Onkyo will almost always beat a Marantz when it comes to bells whistles and specs, its their forte. However I highly recommend you actually listen to the Marantz as thats _their_ forte.


----------



## Just Kurt (Jan 26, 2012)

See, I'm glad I found this site. Got some good advice and my opinion and options have swayed a bunch. Now it's looking like the winner is gonna be a refurbed Marantz SR6006 from accessories4less.


----------



## MikeBiker (Jan 3, 2010)

Congratulations on your purchase! The Marantz is well built receivers and should last a long time. Enjoy the better sound that you will get from your Thiels.


----------



## Just Kurt (Jan 26, 2012)

Well, haven't purchased anything yet. Still doing some forum hopping. But maybe this is a mistake. Too many opinions start to become overwhelming. But i did find a forum strictly based on the Marantz SR6006 and the reviews are hit or miss. A lot of people seem to really like them, but the same people also complain of several different small issues they have ran into with this AVR.

On the other hand, I found a forum based strictly upon the Onkyo NR809 and hands down, everybody raves about it. I just don't know how much of a difference the sound quality is going to be between the Marantz and the Onkyo. And what makes the $400 price difference of the Marantz worth the extra money?


----------



## ALMFamily (Oct 19, 2011)

Just Kurt said:


> Well, haven't purchased anything yet. Still doing some forum hopping. But maybe this is a mistake. Too many opinions start to become overwhelming. But i did find a forum strictly based on the Marantz SR6006 and the reviews are hit or miss.

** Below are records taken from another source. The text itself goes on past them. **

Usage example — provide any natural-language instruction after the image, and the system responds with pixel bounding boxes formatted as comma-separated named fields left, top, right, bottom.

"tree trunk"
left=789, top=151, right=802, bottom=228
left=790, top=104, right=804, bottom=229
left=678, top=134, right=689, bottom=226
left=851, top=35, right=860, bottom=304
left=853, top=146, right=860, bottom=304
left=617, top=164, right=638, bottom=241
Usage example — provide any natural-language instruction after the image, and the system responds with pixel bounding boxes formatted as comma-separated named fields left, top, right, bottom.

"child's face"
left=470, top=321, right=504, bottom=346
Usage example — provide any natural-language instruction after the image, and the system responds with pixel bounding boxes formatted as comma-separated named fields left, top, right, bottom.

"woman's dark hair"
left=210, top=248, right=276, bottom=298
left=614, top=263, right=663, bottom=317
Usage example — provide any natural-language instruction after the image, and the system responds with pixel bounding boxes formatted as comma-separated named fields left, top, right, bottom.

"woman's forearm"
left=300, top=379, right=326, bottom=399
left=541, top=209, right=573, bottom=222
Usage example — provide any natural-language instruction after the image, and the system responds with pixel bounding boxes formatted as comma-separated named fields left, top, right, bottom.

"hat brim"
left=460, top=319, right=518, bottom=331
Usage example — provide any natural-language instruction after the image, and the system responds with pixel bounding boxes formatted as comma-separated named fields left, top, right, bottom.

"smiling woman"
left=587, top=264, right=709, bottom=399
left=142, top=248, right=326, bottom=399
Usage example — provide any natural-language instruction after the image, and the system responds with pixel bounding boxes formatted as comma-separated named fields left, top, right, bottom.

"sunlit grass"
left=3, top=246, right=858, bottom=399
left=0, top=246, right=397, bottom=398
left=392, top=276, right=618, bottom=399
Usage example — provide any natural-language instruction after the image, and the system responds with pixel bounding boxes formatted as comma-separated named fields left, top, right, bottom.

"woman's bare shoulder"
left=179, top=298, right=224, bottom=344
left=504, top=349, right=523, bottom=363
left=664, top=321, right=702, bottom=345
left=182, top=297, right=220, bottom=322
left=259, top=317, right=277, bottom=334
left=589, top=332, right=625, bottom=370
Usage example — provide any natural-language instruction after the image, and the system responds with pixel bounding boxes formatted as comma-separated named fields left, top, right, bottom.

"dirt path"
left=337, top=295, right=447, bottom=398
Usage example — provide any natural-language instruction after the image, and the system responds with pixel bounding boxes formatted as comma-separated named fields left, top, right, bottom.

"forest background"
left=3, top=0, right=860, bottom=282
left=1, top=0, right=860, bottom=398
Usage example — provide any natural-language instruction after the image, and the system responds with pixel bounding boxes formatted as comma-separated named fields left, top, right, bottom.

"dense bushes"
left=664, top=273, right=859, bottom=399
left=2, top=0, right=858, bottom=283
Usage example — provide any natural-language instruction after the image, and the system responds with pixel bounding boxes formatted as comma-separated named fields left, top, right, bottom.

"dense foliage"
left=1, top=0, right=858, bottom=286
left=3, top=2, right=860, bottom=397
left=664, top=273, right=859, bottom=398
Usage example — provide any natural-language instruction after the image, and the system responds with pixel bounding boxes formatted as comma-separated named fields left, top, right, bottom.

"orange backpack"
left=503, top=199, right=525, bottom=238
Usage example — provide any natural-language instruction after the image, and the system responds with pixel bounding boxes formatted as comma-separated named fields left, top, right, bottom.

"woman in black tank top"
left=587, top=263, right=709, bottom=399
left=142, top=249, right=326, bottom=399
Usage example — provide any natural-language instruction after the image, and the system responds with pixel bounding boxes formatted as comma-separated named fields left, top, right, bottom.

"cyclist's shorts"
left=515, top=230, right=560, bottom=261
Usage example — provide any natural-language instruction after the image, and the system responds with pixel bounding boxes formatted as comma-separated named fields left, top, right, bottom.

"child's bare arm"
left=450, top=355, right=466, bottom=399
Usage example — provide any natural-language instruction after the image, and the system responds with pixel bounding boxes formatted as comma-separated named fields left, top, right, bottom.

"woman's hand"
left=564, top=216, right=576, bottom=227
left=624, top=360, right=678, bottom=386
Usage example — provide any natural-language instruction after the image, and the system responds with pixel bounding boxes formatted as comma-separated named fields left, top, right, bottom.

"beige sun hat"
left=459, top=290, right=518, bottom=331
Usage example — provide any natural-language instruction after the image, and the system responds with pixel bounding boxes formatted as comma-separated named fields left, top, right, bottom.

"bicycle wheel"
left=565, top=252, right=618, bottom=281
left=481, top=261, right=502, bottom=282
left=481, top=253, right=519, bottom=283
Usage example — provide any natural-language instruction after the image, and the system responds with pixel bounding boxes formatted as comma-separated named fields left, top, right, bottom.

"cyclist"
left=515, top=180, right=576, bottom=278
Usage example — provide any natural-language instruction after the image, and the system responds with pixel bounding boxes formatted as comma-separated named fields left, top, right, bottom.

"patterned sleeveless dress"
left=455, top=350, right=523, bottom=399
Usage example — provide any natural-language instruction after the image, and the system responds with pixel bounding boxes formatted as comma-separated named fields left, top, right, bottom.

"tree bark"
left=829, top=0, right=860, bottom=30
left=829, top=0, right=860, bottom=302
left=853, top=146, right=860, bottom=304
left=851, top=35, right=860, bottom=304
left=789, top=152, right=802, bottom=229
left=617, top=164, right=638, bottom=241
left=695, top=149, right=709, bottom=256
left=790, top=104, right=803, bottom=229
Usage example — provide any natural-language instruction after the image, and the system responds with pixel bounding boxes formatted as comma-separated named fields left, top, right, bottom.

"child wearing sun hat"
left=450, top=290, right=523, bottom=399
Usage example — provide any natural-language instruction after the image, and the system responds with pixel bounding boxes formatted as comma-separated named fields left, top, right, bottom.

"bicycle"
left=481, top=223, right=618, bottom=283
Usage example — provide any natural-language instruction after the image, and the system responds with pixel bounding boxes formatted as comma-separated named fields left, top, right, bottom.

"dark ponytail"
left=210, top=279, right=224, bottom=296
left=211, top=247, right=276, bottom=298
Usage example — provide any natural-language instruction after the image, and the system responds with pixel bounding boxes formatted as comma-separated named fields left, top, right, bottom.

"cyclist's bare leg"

A lot of people seem to really like them, but the same people also complain of several different small issues they have ran into with this AVR.
> 
> On the other hand, I found a forum based strictly upon the Onkyo NR809 and hands down, everybody raves about it. I just don't know how much of a difference the sound quality is going to be between the Marantz and the Onkyo. And what makes the $400 price difference of the Marantz worth the extra money?


Kurt,

I could be wrong (and I usually am - just ask my wife :whistling, but I think once you get to choosing between newer AVRs, there really is no significant difference in sound quality. It really comes down to the features that are most important to you. I think this is the reason you seen so many people raving about the 809 - not only is it packed with features, it also has the best amplifier stage as well as all the preouts.

As many people have said to me - study, make a choice, and don't look back. :bigsmile:


----------



## sub_crazy (Nov 17, 2007)

I tend to disagree that there really is no significant difference in sound quality between receivers. While I have not owned the receivers in question here I did have a Denon 4311, Marantz AV7005 and now own the Onkyo 5508 which IMO just sounded a lot better for movies. 

All these are pre-amps (except the Denon 4311 but I used it in pre-amp mode) but the same amp and system was used in the same room of my home. 

I would say the Denon and Marantz (which are sister company's) have a laid back sound compared to the Onkyo which might actually favor a Thiel system. If movies are you main concern then I say get the Onkyo, if music is your first priority than the Marantz.


----------



## tonyvdb (Sep 5, 2007)

Onkyo for 5 years running has made the best amplification sections in their class, bench tests have proven this over and over year after year. You cant argue real numbers and Onkyo have real good numbers when it comes to output all channels driven. Most receivers tested under $1500 usually drop to around 60% of their rated output Onkyo always seems to get in the 75 to 80% range unheard of for recivers in that price range.


----------



## xmaoo190 (Oct 20, 2011)

Just Kurt said:


> -Marantz SR5006
> 
> or
> 
> ...


I looked and sample both receivers when I was shopping around for a AVR for my Martin Logan setup (Vantage, Depth, Motif). Between the two, I'd go with NAD, they're awesome in stereo mode and more than capable with a HT setup. The SR5006 is a great receiver, but If you're going to do Marantz, don't over look the AV7005 pre/pro setup. You can find a great deal on one (refurb) at Accessories4Less. Probably the best bang/$ out there.


----------